日韓関係の改善は急いでも無駄

松本 徹三

「日中」の問題と「日韓」の問題には、「歴史認識」や「靖国」のような共通項もあるが、元々は別個の問題なので、「日中問題」についての議論はまた別の機会に譲る事にして、今回は「日韓問題」のみを切り離して考えたい。冒頭に、先ず結論から言うなら、私は「日韓関係の好転は当面無理だし、その必要もない」という考えに至っている。現時点では、双方の実務関係者は、これ以上の関係悪化を避けるべく、個々の問題を丁寧に淡々と処理していく事だけを心がけるべきだ。


日中関係についても基本的には同じ事が言えるだろうが、もう少し難しい判断を迫られる事があるかも知れない。それというのも、竹島(独島)については、「韓国が実効支配している現状」を変えようと、「日本政府の意を受けた人達が実力行使をする」等という可能性はないと思われるが、尖閣(釣魚)諸島については、「日本が実効支配している現状」を変えようと、「中国政府の意を受けた人たちが何らかの実力行使を行う」可能性もないとは言えず、事態が緊迫しているからだ。また、日韓間の経済的な相互依存関係はそれほど大きくはないのに対し、日中間には経済的に相当大きい相互依存関係がある事も考えなければならない。

さて、日本人の中には、韓国の朴槿恵新大統領を「反日の急先鋒」とまで呼ぶ人たちがいるが、これはあまりに単細胞的な見方だ。父君である朴正煕元大統領については「民主化運動を押さえ込んで強権政治を行った」という否定的な評価と「混乱を克服して驚異的な経済成長をもたらした」という肯定的な評価が交錯する一方で、彼が日本の陸軍士官学校出身で親日的な考えの持ち主だったのは事実だし、彼が大統領だった1965年に締結された「日韓請求権協定」に対する一般の韓国人の評価が必ずしも高くないのも事実だから、朴槿恵大統領には、この事に関連して色々と政治的配慮をしなければならないという事情がある筈だ。日本人としても、この辺のところはよく理解しておくべきだ。

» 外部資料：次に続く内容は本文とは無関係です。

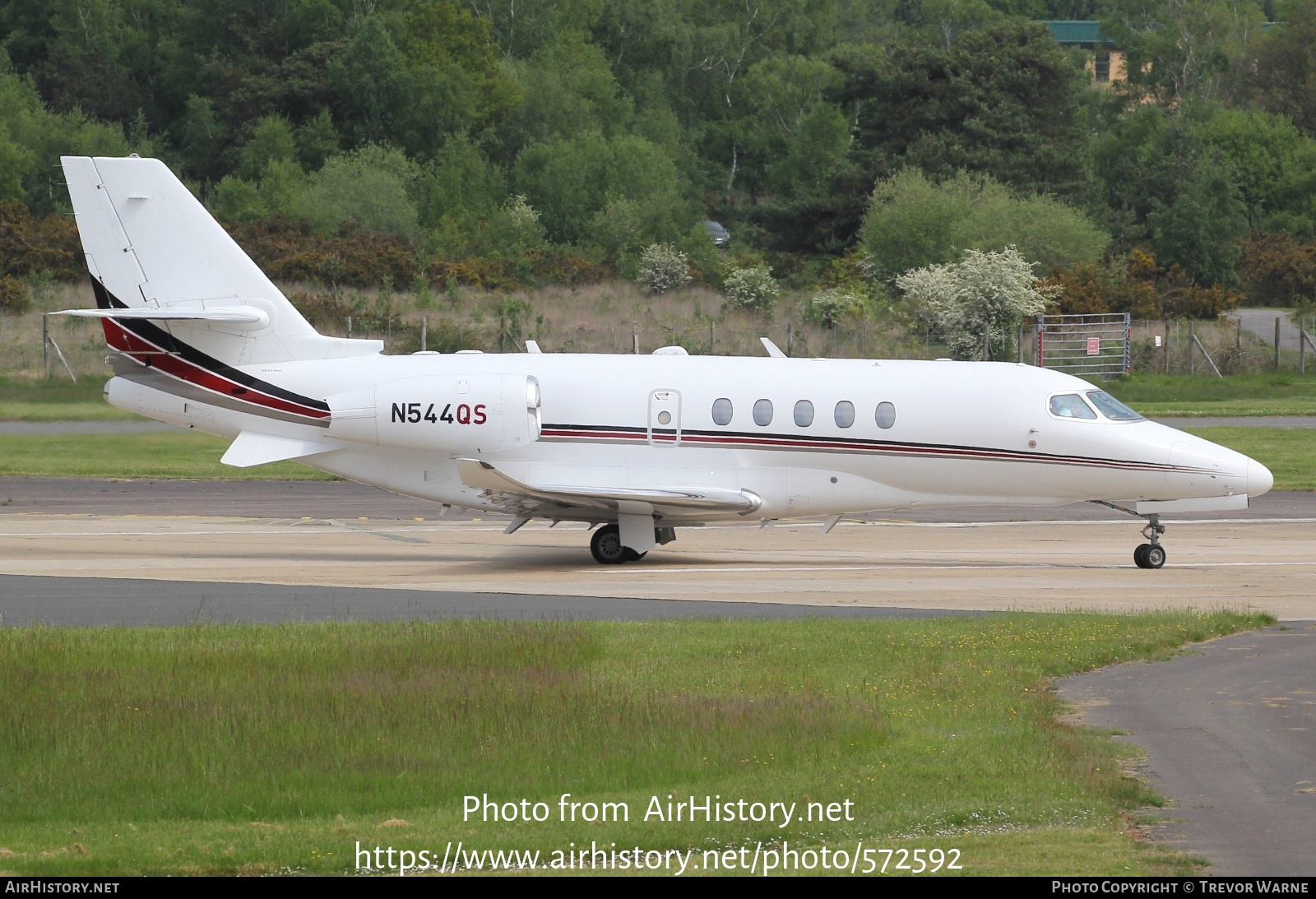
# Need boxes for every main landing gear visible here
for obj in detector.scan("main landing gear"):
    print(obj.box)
[1092,499,1165,568]
[590,524,649,565]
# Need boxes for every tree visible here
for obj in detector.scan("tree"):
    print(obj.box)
[1101,0,1265,108]
[1147,156,1248,285]
[1244,0,1316,136]
[832,21,1086,199]
[860,169,1110,279]
[897,246,1059,359]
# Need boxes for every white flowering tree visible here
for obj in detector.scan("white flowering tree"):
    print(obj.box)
[722,265,781,312]
[897,246,1059,359]
[637,243,689,294]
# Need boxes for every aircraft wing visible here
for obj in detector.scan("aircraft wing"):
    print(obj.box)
[456,460,763,515]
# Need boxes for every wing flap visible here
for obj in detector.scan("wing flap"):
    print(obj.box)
[456,460,763,515]
[220,430,344,469]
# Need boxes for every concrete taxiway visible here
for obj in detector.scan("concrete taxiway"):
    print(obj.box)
[1059,623,1316,877]
[0,480,1316,619]
[0,478,1316,874]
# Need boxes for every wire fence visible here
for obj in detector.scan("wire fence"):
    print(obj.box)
[7,283,1316,379]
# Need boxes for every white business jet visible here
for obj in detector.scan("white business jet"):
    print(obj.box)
[56,156,1272,568]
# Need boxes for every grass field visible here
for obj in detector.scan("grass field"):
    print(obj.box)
[0,430,334,480]
[0,428,1300,489]
[1189,428,1316,489]
[1105,371,1316,417]
[0,612,1268,875]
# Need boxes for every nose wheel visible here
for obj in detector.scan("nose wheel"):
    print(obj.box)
[1133,513,1165,568]
[1092,499,1165,568]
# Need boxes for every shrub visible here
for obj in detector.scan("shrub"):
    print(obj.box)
[722,265,781,312]
[0,275,31,312]
[799,287,867,327]
[637,243,689,294]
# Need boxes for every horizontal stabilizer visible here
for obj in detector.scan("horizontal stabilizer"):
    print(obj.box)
[50,305,270,329]
[456,460,763,515]
[220,430,344,469]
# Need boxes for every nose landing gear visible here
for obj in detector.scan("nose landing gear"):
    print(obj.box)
[1133,513,1165,568]
[1092,499,1165,568]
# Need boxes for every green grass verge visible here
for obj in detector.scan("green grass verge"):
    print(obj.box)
[1108,371,1316,417]
[0,432,334,480]
[0,428,1316,489]
[0,612,1270,875]
[1187,428,1316,489]
[0,377,146,421]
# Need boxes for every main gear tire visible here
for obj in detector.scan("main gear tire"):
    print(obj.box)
[590,524,634,565]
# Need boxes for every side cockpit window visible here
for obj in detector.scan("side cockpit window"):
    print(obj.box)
[1051,393,1096,419]
[1087,390,1142,421]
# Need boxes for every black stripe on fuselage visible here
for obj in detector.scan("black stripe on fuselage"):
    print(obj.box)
[90,278,329,412]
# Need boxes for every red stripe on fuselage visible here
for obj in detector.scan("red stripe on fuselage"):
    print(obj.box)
[541,428,1199,471]
[109,318,329,419]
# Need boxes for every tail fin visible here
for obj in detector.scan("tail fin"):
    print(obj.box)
[62,156,383,366]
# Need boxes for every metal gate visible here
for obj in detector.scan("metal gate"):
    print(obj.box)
[1036,312,1130,378]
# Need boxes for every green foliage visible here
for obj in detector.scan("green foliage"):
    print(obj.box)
[1147,151,1248,285]
[636,243,689,294]
[832,20,1084,199]
[233,116,298,180]
[1242,0,1316,136]
[0,48,127,215]
[1101,0,1265,107]
[722,265,781,313]
[0,275,31,313]
[0,202,87,281]
[860,169,1110,280]
[800,287,869,327]
[897,246,1059,359]
[512,132,696,245]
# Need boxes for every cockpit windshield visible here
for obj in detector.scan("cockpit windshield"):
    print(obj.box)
[1051,393,1096,419]
[1087,390,1142,421]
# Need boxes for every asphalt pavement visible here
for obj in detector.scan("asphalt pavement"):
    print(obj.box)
[1058,621,1316,877]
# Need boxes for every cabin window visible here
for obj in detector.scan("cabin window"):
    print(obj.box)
[836,400,854,428]
[1051,393,1096,419]
[873,403,897,428]
[795,400,813,428]
[1087,390,1142,421]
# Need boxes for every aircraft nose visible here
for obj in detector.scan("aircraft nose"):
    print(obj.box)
[1248,460,1275,496]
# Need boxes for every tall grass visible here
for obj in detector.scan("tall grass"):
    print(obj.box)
[0,612,1267,870]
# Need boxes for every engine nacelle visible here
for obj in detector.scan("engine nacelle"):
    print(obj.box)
[327,373,540,454]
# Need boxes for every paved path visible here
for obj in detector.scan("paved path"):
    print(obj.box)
[1229,309,1312,353]
[0,418,1316,437]
[1152,418,1316,430]
[0,574,989,627]
[0,476,1316,526]
[1059,623,1316,877]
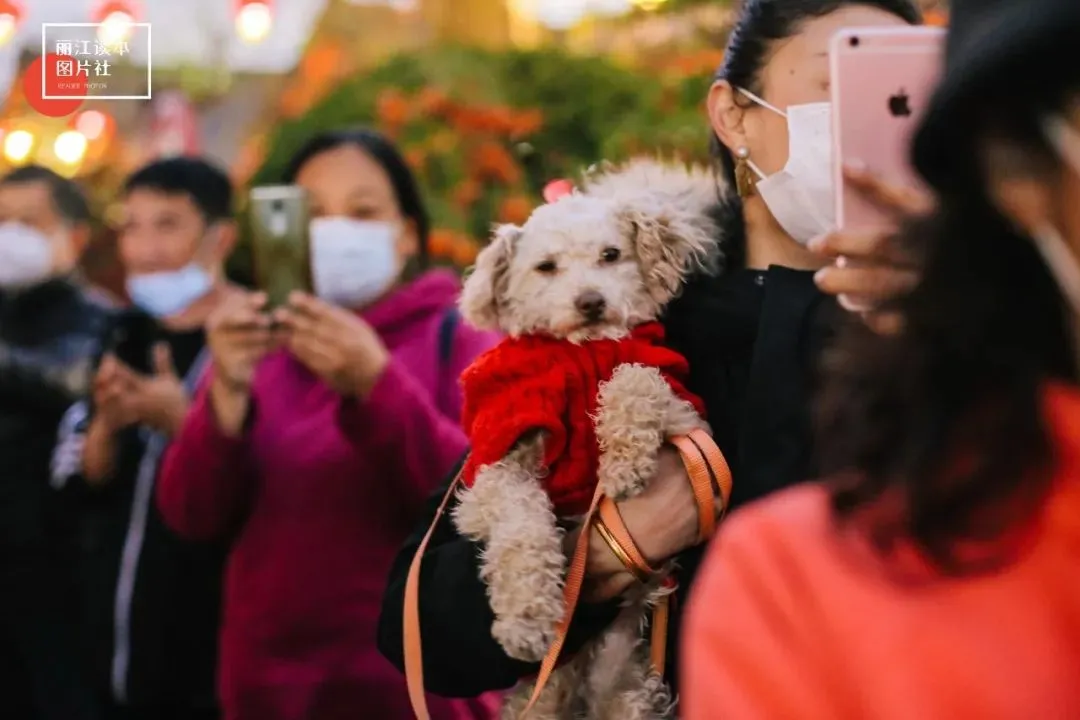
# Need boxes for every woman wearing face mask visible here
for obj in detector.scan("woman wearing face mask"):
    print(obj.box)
[158,131,497,720]
[379,0,919,712]
[684,0,1080,720]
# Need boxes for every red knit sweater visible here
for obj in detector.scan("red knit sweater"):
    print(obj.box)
[461,323,704,516]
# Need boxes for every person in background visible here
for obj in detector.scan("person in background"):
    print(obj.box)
[379,0,919,697]
[158,130,497,720]
[0,165,109,720]
[683,0,1080,720]
[54,158,243,720]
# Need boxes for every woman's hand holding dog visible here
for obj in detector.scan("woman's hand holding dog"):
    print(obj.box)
[583,447,721,602]
[274,293,390,398]
[810,166,933,332]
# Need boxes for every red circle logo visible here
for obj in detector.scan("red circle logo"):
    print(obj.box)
[23,53,90,118]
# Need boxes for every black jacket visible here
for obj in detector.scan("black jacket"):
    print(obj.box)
[378,267,839,697]
[53,311,228,711]
[0,280,110,553]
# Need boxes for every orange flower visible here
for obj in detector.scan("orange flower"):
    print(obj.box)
[454,180,484,208]
[450,235,480,268]
[375,87,409,127]
[922,9,948,27]
[405,148,428,171]
[498,195,532,225]
[416,86,449,116]
[428,130,458,155]
[428,228,455,258]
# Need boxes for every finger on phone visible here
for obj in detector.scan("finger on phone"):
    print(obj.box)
[153,342,176,376]
[221,308,271,330]
[814,266,919,299]
[274,308,319,335]
[810,230,890,258]
[843,163,933,216]
[288,290,325,317]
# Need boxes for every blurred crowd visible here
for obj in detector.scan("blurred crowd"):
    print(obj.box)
[0,0,1080,720]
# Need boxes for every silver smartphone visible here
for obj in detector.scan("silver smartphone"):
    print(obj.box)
[248,185,312,308]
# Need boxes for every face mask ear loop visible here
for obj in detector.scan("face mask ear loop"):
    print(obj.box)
[738,87,787,118]
[746,158,769,180]
[1042,114,1080,175]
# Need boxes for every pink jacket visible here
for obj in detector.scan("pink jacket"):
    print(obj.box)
[158,272,498,720]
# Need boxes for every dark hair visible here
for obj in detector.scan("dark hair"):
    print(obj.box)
[712,0,922,264]
[0,165,91,225]
[816,74,1080,572]
[124,158,232,222]
[284,127,431,267]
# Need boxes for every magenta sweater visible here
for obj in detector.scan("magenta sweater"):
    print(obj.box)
[158,272,497,720]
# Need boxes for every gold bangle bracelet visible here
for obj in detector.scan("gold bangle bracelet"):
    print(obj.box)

朴槿恵大統領がこれまでの慣例を破って、米国の次の訪問先に日本ではなく中国を選んだ事についても、日本人の中には「中国を対日強硬策の後ろ盾にしようとしているのではないか」とまで言う人たちがいるが、これも意識過剰に過ぎる。韓国にとっての最大の懸念は言うまでもなく北朝鮮の動向であり、その北朝鮮に対して「生殺与奪」にも近い影響力を持っているのは中国なのだから、韓国の新しい指導者が中国の指導者との間にホットラインを持つ事を最優先に考えるのは、当然すぎる程当然だとも言える。

現在の世界は多くの「独立国」から成り立っており、それぞれの「独立国」はそれぞれに主権を持っているので、「核兵器の保有」とか「目に余る人権侵害」といった事がない限りは、他国の干渉を受けずに、何でも自由に行う事が出来る。しかし、その一方で、各国は自国の経済を滞りなく運営し、出来ればそれを発展させる為に、諸外国との間で商品の輸出入を行う必要があり、また、自国の企業が外国で自由に活動出来るように支援する必要がある。従って「自国内では何でもする事が出来る」と言っても、諸外国の利益を害さないよう、常に一定の配慮をする必要はある。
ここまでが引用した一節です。